Despite its eccentricity, fancy dress has often been taken very seriously. Wilson takes the reader on an entertaining journey through the commitments made – both financially and imaginatively – by those adopting the guise of fictive and fairy-tale characters, historical figures, animals, puns, seasons, celebrities, inanimate objects and more. Balls held in the late 19th and early 20th centuries often offered substantial prizes. In 1895 one lucky attendee dressed as ‘Our Back Garden’ won a solid-silver coffee service worth £60 at an event in Covent Garden. Fancy dress was also a surreal barometer of the times. With the passing of the act to introduce the modern state pension in 1908, a float at a Somerset carnival that year featured ‘Old Age Pensions – Before and After’: shivering elderly workers contrasted with a happy couple in their snug cottage. No event seems too big or small to have gone unnoticed – or uncostumed. Post Wall Street crash, people dressed as pawnshops. After the Second World War, a Colorado Beetle Exterminator appeared in a parade in Randalstown, Northern Ireland, referring to the suddenly widespread potato-crop pest. The growing popularity of products including Ovaltine and Odol toothpaste didn’t escape attention either, the latter appearing illustrated in 1940s catalogue Weldon’s Fancy Dress for Children as a nautical pyjama get-up complete with swishy red, blue and white trousers.

These costumes are also testament to the lengths that people will go to entertain themselves. Take a step back from the chapter on tableaux – elaborate ‘living statue’ arrangements popular during the Victorian and Edwardian eras – and there is something hilarious in the fact that all it took to wow a crowd was dressing up a bunch of children and then making them stand very, very still. Wilson notes in her opening sentence that this book has ‘taken a long time to write because in the process I have done more laughing than writing’. The reader will be inclined to laugh too, sometimes at the superb silliness that can be achieved with plastic and pins, sometimes at the sight of a group of fully grown men crouched low to the ground, disguised as a cast of mushroom-like crabs.
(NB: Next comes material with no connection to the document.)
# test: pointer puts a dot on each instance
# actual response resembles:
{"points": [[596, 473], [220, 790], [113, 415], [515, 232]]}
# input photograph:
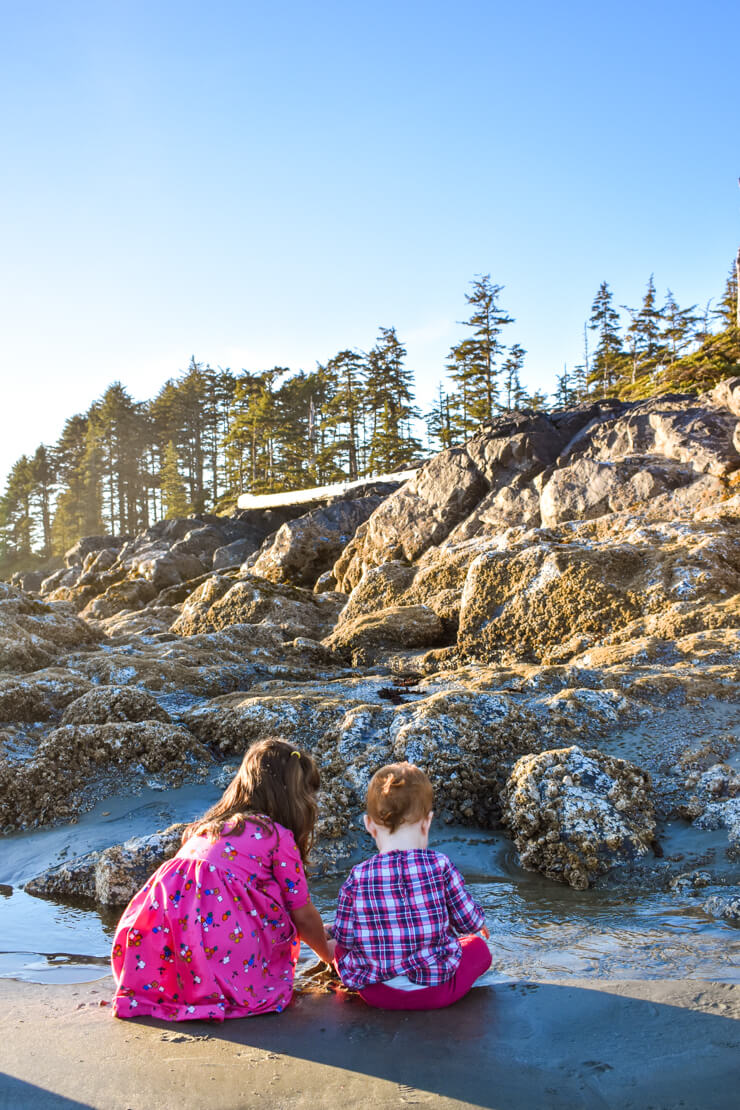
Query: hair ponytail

However, it’s not all merriment. As Wilson notes, the history of fancy dress is not just liberatory, but also, often, a history of conservative, anti-union, racist ideas. Although dress up can offer an amusingly topsy-turvy anarchy when it comes to the upending of class and gender, it has also been the vehicle for reinforcing those same categories. Wilson does not shy away from the murkier reaches of Britain’s fancy-dress history, including blackface and KKK costumes. There is also a great degree of what might now be regarded as cultural appropriation: from the stock figure of the ‘Red Indian’ to the obsession with ‘orientalism’ in the early 20th Century.

At times, one hopes for a little more of the personality expressed in Wilson’s opening sentence. It’s unfair to fault the book for fidelity to the facts, but with a topic as rich and silly as this, one occasionally wishes for a little more in the way of play. Writing at one point about a photo from the 1920s of an all-female group dressed as cowboys and pierrots, Wilson asks, ‘Who were these women? Did they work as shop assistants in the big Oxford Street stores? Were they dressing up in their lunch hour, carefully removing their smart work clothes and donning chaps?’ Beneath the hats, or the harlequin patterns, or the crêpe cherry-bun bosoms, there are people temporarily entering the world of make-believe. Their caprice and creativity, their motivations for glueing insects on to a dress or posing proudly for the camera in the guise of a clown, are just as interesting as the costumes themselves.

Dressing Up: A History of Fancy Dress in Britain by Verity Wilson is published by Reaktion.